Carin and I got our new iPhones over the weekend. So far, even though I’ve hardly scratched the surface of what this thing can do since I’ve largely been concerned with making sure all my apps still work the way I’d like them to, I’m finding the 6S to be pretty great. The call quality is worlds better than it was on our old 4 and 4S phones, and it’s just so fast! Sometimes so fast that it feels like I’ve barely finished double tapping to activate something and it’s already done.
While we were at the Rogers store, the girl taking care of our new contracts was nice enough to warn us about a new feature that Apple built into iOS 9 and has decided to turn on by default. It’s called Wi-Fi Assist, and if you’re not a fan of data overage charges you’re gonna wanna turn it off like right now. Basically what it does is automatically switch your phones internet connection from your WiFi to cellular data when you’re surfing or streaming and it determines that the WiFi signal you’re on is weak. A nice idea in theory, but one that in reality we should be warned about during setups and upgrades and allowed to make our own decision on because most of us don’t have unlimited data plans since we didn’t win the fucking Lotto Max over here, guys.

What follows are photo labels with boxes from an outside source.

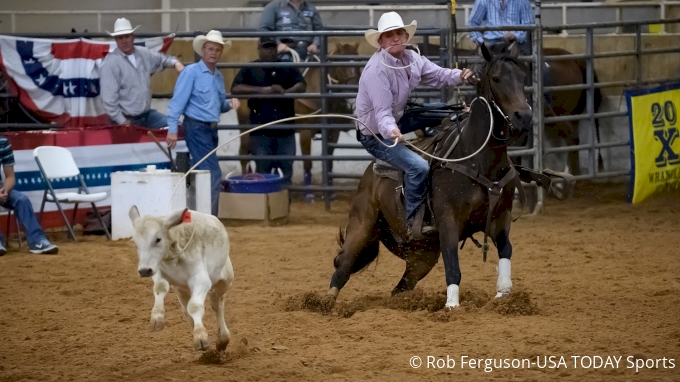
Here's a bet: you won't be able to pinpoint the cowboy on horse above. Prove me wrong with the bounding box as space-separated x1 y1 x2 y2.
356 12 473 238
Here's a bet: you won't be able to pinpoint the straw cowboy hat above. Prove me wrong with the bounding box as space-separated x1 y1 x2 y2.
106 18 139 37
194 30 231 56
364 12 418 49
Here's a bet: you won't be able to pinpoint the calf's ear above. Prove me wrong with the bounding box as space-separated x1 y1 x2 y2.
128 205 139 224
163 208 189 229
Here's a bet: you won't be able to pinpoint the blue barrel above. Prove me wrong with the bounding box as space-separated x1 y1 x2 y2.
222 172 283 194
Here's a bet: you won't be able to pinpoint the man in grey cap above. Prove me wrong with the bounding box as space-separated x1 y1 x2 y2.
257 0 323 62
99 18 184 128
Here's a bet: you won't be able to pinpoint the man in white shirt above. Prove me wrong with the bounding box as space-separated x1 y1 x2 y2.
100 18 184 128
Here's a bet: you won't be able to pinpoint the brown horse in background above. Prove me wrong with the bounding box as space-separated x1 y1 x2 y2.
237 43 361 200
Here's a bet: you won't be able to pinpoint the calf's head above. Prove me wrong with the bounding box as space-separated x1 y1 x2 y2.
128 206 185 277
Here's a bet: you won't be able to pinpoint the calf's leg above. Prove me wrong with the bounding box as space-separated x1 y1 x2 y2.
187 274 211 350
175 288 194 330
210 280 230 351
149 272 170 332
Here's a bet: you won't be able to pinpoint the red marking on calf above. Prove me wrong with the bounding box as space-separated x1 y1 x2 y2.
182 210 191 223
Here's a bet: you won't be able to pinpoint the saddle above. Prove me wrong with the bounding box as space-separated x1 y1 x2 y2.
373 103 469 238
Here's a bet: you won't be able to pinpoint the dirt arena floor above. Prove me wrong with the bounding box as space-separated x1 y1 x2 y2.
0 184 680 381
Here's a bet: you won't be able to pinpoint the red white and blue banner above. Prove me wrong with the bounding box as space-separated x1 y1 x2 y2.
0 35 173 127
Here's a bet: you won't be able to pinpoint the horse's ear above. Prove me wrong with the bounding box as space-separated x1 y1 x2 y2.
510 41 519 58
479 43 493 62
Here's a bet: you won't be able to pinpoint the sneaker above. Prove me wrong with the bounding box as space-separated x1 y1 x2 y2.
29 240 59 255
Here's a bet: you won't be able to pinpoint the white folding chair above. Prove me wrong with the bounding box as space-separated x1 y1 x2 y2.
0 206 23 248
33 146 111 241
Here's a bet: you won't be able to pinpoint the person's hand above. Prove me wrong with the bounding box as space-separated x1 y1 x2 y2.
165 133 178 150
390 129 404 142
276 42 290 53
270 84 286 94
460 68 478 85
503 32 517 42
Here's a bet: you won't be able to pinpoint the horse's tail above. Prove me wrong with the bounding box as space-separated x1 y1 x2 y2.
333 223 380 273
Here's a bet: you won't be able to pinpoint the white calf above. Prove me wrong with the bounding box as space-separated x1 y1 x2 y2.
129 206 234 351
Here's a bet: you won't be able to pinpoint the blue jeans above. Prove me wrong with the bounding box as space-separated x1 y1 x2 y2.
130 109 168 129
359 134 430 225
0 184 47 248
279 47 307 63
183 118 222 216
250 134 295 185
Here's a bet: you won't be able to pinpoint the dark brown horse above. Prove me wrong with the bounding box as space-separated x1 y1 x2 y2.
237 43 361 192
418 44 602 175
327 43 532 308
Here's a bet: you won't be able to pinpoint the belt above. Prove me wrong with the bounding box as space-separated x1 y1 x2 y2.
184 115 217 127
284 40 311 49
123 110 151 121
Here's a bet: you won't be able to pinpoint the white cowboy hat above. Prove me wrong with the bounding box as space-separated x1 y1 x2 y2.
106 18 139 37
364 12 418 48
194 30 231 56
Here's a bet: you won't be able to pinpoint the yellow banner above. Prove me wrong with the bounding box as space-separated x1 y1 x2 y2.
626 84 680 203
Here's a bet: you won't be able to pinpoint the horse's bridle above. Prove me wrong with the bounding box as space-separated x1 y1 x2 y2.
491 100 515 144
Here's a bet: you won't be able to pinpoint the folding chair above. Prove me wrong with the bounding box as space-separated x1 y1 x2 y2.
33 146 111 241
0 206 23 248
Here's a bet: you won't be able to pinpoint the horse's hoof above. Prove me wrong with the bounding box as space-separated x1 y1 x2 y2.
194 338 210 351
319 294 335 314
149 317 165 332
215 334 229 351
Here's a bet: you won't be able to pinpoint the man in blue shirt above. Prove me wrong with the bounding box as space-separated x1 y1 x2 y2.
231 37 307 184
166 30 239 216
468 0 534 55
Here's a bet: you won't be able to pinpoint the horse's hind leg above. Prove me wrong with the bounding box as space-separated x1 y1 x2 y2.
328 192 380 298
392 251 438 296
494 212 512 298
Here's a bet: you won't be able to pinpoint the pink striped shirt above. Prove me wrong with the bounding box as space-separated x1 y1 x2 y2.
356 50 462 138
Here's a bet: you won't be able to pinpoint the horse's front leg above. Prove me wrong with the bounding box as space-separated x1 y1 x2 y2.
438 216 462 309
494 211 512 298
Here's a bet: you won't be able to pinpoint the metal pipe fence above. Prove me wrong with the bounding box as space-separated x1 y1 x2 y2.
0 0 680 34
5 14 680 210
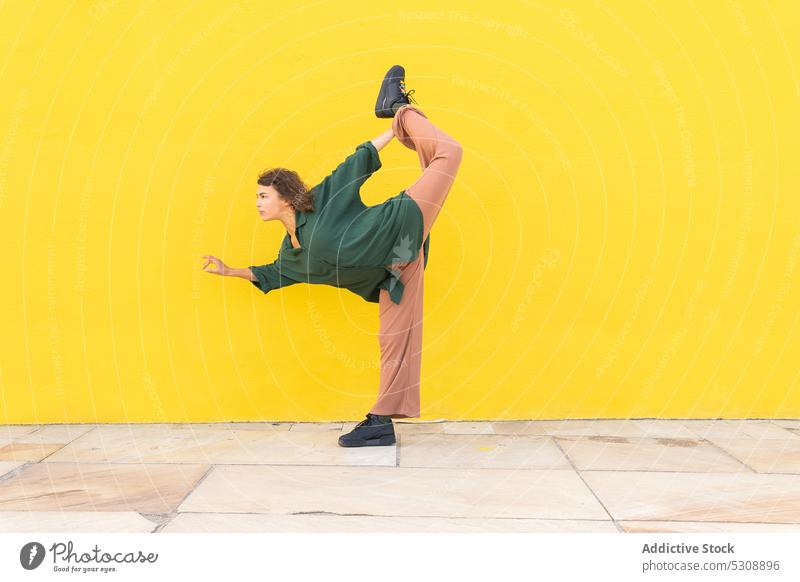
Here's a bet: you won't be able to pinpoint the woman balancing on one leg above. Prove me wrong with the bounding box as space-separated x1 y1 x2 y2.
203 65 462 447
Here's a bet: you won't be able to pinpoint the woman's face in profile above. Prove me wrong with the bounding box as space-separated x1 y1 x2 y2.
256 185 289 220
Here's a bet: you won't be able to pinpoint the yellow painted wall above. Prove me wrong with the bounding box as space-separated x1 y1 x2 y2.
0 0 800 423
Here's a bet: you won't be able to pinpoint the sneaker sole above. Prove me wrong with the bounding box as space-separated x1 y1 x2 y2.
339 434 397 447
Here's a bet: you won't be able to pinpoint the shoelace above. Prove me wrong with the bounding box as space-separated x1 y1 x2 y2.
400 81 417 104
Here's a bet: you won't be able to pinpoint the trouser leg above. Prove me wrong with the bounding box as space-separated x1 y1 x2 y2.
370 105 462 418
370 249 424 418
392 105 462 240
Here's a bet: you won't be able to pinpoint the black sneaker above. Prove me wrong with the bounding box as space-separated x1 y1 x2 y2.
339 413 395 447
375 65 416 117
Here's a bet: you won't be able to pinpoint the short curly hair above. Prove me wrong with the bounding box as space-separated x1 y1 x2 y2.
258 168 314 212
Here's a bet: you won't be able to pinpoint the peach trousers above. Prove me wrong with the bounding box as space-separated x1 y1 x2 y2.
370 105 462 418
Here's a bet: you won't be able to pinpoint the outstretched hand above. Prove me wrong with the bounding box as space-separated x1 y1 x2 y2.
202 255 231 275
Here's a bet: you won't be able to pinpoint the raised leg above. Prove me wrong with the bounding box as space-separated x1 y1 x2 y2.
392 105 462 240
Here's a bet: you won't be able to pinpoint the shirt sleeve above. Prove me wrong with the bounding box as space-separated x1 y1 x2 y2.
315 141 381 211
247 257 299 294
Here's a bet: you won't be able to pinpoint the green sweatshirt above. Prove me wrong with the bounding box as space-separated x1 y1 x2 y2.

Rogers lady turned it off for us in the store which was fine and dandy, but since we headed home and promptly reset to factory defaults so we could get everything we’d backed up to iCloud onto our new phones, Apple turned it right back on again. So since I’ve just figured out how to manually turn it off myself, I thought I’d tell you how you can do the same in case you’re in a similar position (there’s a good chance you are if any of this is news to you).
- Go to settings.
- But not the WiFi settings, because that would be far too sensible.
- Instead, go to cellular.
- Once inside, scroll down about a thousand miles until you find Wi-Fi Assist near the bottom of the screen and make sure it’s set to off.
- If you’re using Voiceover like I am, it’s way down yonder next to the reset statistics button that comes after that giant list of apps and how much data they’ve been using. Pretty much the last place you’d expect to find it, in other words.
- Your standard double tap will turn it off if it’s on.
It’s a pretty simple process once you know what you’re looking for, but one that Apple has made needlessly complex and should fix in one of the upcoming bug squashing releases, in my opinion.